ICP 3 - Murarishetti-Shiva-Kumar/Big-Data-Programming GitHub Wiki

Lesson Plan3: Hadoop MapReduce and Hadoop Distributed File System (HDFS)

1. Matrix Multiplication in Map Reduce

1.Create Java project in Eclipse and import the required external Jars from usr/hadoop/lib and from usr/hadoop/client.

2.Then create the necessary class files(Map, Reduce, MatrixMultiplication)

3.Export the project as jar file.

4.For Matrix multiplication we require two matrices as inputs

5.Then execute the jar file using the following command.

Implementation: Matrix Multiplication using Vector addition

1.The order of the matrices are set in the main method as mxn and nxp inside the main method to the configuration.

2.Inside the mapper function the rows of the first matrix and the columns of the second matrix are retrieved, values are passed in a string separated by ",".

3.String starts with M it is an indication that it is from the Matrix M, String starts with N indicates Matrix N and from there the values of the name of the matrix,row,column,value (M,i,j,Mij) for Matrix M and (N,J,K,Njk) for Matrix N are calculated in a row.

4.After getting the values mentioned in the mapper the reducer takes the values and with the help of the starting value(M or N) it will create two hash maps for both the matrices.

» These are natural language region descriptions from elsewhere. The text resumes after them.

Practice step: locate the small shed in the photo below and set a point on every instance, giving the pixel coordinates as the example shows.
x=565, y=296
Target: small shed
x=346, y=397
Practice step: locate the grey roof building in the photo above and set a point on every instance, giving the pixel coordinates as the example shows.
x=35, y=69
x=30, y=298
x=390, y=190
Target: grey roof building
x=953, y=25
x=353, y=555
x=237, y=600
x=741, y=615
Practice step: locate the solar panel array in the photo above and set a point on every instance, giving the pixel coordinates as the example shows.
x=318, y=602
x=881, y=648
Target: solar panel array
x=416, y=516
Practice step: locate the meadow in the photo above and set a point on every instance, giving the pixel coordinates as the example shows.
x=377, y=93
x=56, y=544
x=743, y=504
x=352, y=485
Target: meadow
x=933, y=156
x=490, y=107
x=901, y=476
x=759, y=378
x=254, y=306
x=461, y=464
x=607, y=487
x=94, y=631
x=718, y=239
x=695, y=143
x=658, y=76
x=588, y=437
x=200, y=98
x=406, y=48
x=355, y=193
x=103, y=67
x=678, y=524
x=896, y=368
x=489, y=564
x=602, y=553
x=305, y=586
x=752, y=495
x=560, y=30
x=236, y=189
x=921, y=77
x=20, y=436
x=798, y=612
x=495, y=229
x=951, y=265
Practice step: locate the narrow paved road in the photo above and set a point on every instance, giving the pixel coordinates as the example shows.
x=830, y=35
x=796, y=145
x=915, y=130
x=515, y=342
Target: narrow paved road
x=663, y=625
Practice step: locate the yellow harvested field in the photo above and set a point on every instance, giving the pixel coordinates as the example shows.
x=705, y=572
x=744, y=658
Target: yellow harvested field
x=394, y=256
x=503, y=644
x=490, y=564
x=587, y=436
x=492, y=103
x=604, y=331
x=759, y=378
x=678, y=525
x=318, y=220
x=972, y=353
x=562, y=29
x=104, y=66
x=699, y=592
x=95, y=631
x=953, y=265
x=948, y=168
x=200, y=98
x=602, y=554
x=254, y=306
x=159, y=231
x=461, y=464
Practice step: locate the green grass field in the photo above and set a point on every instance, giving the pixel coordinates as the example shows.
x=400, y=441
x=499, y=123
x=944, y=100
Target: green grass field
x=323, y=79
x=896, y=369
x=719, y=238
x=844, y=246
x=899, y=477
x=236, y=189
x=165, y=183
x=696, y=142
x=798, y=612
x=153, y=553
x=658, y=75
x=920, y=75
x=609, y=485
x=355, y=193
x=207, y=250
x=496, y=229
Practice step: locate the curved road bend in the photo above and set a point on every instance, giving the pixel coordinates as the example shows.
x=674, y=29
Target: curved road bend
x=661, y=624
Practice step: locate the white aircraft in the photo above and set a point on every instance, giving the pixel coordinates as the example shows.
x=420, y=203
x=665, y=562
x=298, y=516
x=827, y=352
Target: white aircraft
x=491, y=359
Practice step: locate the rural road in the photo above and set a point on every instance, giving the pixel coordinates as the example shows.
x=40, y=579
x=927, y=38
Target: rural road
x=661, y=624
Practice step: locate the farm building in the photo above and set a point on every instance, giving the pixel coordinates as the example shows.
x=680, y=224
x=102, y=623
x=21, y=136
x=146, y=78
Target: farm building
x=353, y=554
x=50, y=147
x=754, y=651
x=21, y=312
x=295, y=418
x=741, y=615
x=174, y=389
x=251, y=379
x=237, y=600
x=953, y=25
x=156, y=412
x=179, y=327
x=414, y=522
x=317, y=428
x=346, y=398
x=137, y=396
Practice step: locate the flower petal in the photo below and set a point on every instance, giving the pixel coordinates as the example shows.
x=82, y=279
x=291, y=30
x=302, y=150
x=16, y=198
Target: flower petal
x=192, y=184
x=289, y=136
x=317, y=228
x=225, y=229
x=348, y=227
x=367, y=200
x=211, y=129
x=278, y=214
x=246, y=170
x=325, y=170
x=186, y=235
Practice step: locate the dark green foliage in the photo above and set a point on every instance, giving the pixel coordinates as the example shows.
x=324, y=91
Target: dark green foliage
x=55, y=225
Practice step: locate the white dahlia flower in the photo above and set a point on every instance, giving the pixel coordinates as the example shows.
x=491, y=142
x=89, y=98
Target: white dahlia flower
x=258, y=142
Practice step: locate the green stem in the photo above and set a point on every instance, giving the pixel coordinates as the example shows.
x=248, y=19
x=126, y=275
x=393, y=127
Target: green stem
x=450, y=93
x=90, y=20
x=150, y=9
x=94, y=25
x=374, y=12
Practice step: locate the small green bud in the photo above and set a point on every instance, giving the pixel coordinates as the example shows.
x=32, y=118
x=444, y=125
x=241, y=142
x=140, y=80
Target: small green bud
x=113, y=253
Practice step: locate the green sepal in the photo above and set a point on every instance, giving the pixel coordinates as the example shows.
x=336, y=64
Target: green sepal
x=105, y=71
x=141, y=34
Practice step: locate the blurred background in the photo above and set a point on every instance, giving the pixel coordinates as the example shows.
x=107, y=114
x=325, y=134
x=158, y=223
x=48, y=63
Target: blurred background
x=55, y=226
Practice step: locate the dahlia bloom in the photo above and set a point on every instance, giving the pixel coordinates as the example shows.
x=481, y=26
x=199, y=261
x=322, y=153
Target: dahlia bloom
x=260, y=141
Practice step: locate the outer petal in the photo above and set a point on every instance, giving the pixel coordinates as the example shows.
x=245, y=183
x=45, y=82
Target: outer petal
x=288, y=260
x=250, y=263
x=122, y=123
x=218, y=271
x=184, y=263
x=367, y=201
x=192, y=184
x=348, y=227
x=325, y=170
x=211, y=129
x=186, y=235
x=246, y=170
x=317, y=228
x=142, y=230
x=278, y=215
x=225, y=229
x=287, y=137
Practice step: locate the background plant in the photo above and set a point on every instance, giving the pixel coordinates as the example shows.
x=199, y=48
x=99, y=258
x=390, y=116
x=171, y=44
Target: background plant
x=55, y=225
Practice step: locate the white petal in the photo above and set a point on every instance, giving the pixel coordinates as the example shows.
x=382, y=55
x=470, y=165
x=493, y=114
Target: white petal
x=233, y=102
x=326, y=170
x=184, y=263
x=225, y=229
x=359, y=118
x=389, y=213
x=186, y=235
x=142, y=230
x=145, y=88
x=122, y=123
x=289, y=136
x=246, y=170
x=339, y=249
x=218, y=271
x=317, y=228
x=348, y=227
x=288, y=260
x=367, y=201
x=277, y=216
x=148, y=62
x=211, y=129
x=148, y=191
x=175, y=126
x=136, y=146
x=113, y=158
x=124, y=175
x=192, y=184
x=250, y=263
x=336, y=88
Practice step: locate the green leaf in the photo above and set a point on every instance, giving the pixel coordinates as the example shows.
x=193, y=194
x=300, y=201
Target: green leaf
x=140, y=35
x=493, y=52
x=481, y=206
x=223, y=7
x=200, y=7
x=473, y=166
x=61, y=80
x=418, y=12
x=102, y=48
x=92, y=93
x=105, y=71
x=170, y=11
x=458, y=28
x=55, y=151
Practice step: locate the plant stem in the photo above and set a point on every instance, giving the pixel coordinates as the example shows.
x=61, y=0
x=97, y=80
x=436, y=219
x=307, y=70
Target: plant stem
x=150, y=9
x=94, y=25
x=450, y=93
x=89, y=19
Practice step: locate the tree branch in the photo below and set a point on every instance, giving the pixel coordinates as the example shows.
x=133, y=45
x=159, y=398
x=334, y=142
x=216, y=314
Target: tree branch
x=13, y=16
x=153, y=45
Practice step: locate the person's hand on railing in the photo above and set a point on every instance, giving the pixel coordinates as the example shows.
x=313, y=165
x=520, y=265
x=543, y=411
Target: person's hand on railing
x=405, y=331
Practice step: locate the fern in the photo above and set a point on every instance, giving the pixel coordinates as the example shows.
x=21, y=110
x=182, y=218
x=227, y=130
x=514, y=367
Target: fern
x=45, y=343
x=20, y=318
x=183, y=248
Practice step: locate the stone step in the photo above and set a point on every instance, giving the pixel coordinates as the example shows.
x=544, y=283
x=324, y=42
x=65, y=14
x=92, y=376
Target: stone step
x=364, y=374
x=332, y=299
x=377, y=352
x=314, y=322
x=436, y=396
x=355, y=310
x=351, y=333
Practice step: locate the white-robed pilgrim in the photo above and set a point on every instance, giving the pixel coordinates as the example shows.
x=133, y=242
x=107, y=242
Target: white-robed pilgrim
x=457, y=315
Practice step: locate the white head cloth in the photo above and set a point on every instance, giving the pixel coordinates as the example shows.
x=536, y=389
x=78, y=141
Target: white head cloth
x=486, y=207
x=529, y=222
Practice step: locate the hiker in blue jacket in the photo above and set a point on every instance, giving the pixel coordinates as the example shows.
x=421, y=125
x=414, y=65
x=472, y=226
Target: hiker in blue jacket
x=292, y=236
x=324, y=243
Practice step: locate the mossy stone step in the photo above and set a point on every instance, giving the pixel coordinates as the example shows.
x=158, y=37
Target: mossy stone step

5.Then it performs the multiplication operation(Multiplication of row of the first matrix with the column of the second) and stores the values resulting to the positions in the respective i,k values(If a matrix is of the order mxn and another of nxp then the resultant will be of the order mxp).

Bonus Question

Breadth First Search in Graph using Map Reduce

Implementation:

1.In mapper function input from the file is taken then separated by space or tab converting it to string and each character is passed into a string array.

2.It is splitted with respect to the column to make sure to visit every node is completed and the mapping will be done in the pairs of values and nodes.

3.In reducer phase it identifies the key value node and identifies the least distance value for each node, after that node gets completed the distances mapping of that one will be the next path of the next input file.